The gallbladder is a storage organ located under the liver and attached to it. The gallbladder stores bile, a fluid produced by the liver and essential for the digestion of food.
The formation of stones in the gallbladder is called Cholelithiasis and is a common condition. The stones that are formed are composed in 75% of cases of cholesterol and 25% of bilirubin. Cholesterol stones are formed as the liver secretes bile that is supersaturated with cholesterol, but this alone is not enough. The stasis of bile is required, the presence of small bilirubin granules that serve as nuclei around which the cholesterol will adhere and the presence of mucoproteins that help to glue the small stones together. All of the above factors are present in the gallbladder.
Bilirubin stones form in cases of cirrhosis, bile stasis, while the growth of microbes also plays an important role.
Cholelithiasis can manifest itself in 4 ways:
A. Asymptomatic Cholelithiasis.
In this case, Cholelithiasis does not present symptoms and is discovered by chance during a check-up for another health problem. In these cases, surgical treatment is not required, only periodic monitoring with ultrasound examinations. Surgical treatment is only applied to:
1. large stones (>2 cm), because they experience more frequent episodes of acute cholecystitis.
2. calcified gallbladders, because they are often associated with the occurrence of cancer.
B. Chronic Cholecystitis (Biliary Colic).
It occurs in cases of temporary obstruction of the gallbladder outlet by a stone. It is characterized by a constant pain that may or may not be associated with meals, occurs under the right flank, can last from a few minutes to a few hours and is sometimes accompanied by nausea and vomiting.
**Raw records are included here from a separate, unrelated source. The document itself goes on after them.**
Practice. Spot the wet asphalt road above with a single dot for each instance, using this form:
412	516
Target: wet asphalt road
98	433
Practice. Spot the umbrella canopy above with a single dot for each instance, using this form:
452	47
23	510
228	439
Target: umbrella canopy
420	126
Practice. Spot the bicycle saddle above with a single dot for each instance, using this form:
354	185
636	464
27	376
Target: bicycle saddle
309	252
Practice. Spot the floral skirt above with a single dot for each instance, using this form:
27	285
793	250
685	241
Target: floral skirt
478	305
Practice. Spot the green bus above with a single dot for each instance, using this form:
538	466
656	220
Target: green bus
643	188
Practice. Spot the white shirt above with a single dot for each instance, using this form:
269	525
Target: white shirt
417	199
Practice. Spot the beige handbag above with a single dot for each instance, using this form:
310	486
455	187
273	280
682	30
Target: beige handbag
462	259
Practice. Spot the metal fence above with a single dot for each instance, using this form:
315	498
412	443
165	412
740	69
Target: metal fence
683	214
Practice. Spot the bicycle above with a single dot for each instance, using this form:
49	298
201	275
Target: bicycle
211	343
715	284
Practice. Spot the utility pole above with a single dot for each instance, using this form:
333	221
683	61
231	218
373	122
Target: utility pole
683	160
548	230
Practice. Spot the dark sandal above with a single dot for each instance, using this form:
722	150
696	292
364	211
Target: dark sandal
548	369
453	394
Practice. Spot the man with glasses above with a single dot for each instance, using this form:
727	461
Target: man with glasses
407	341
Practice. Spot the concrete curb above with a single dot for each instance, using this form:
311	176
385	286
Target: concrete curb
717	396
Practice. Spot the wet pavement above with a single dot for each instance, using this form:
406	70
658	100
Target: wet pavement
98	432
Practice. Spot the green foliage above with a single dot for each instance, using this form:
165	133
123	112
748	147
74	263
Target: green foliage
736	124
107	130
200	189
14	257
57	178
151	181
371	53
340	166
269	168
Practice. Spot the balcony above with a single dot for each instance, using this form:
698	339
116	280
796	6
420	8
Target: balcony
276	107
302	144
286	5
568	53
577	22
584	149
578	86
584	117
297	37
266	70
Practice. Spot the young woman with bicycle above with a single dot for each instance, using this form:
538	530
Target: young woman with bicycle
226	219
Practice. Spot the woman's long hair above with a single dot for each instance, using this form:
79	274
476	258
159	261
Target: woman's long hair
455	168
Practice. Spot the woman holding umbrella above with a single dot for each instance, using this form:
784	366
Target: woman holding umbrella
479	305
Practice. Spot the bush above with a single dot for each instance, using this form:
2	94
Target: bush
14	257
The treatment is surgical excision of the cyst, while conservative measures (drugs to dissolve the stones or lithotripsy) are not successful.

C. Acute Cholecystitis.
This is an inflammation of the gallbladder wall due to a stone becoming lodged in the gallbladder orifice. It is characterized by pain in the right upper abdomen, fever, tenderness, nausea, vomiting, and mild jaundice (yellowing of the skin). In severe inflammation, there may be perforation of the gallbladder, intra-abdominal abscess, or fistula formation between the gallbladder and another intra-abdominal organ, conditions that require immediate surgical intervention.
There are two ways to treat acute cholecystitis. The first way initially includes conservative treatment, with intravenous hydration and antibiotics and cessation of feeding, and in a second time (after approximately 8 weeks) surgical treatment, when the local inflammation has subsided.
The second method consists of immediate surgery, combined with intravenous hydration, antibiotics and cessation of feeding. Studies have shown that the second method has fewer intraoperative technical difficulties, less morbidity and a lower mortality rate. Of course, other factors play a role in the choice of treatment method, such as age, concomitant diseases and the general condition of the patient.
D. Ileum from gallstones.
This is a rare condition in which the gallstone erodes the gallbladder wall, passes into the intestine and causes an obstruction (ileus). This is a serious condition, which has a high mortality rate in the elderly (20%) and requires immediate surgery to resolve the obstruction, while the gallbladder problem is treated at a later stage with future surgery.
The treatment of cholelithiasis is now purely laparoscopic. Open cholecystectomy has a place only in case of failure of the laparoscopic approach, or in case the patient’s condition does not allow a laparoscopic approach (e.g. severe respiratory problems that prohibit air insufflation into the abdomen). In the laparoscopic approach, cholecystectomy takes place through 3-4 holes in the upper abdomen, which results in much less postoperative pain, faster mobilization of the patient, faster feeding and an equally rapid return of the patient to his normal daily life.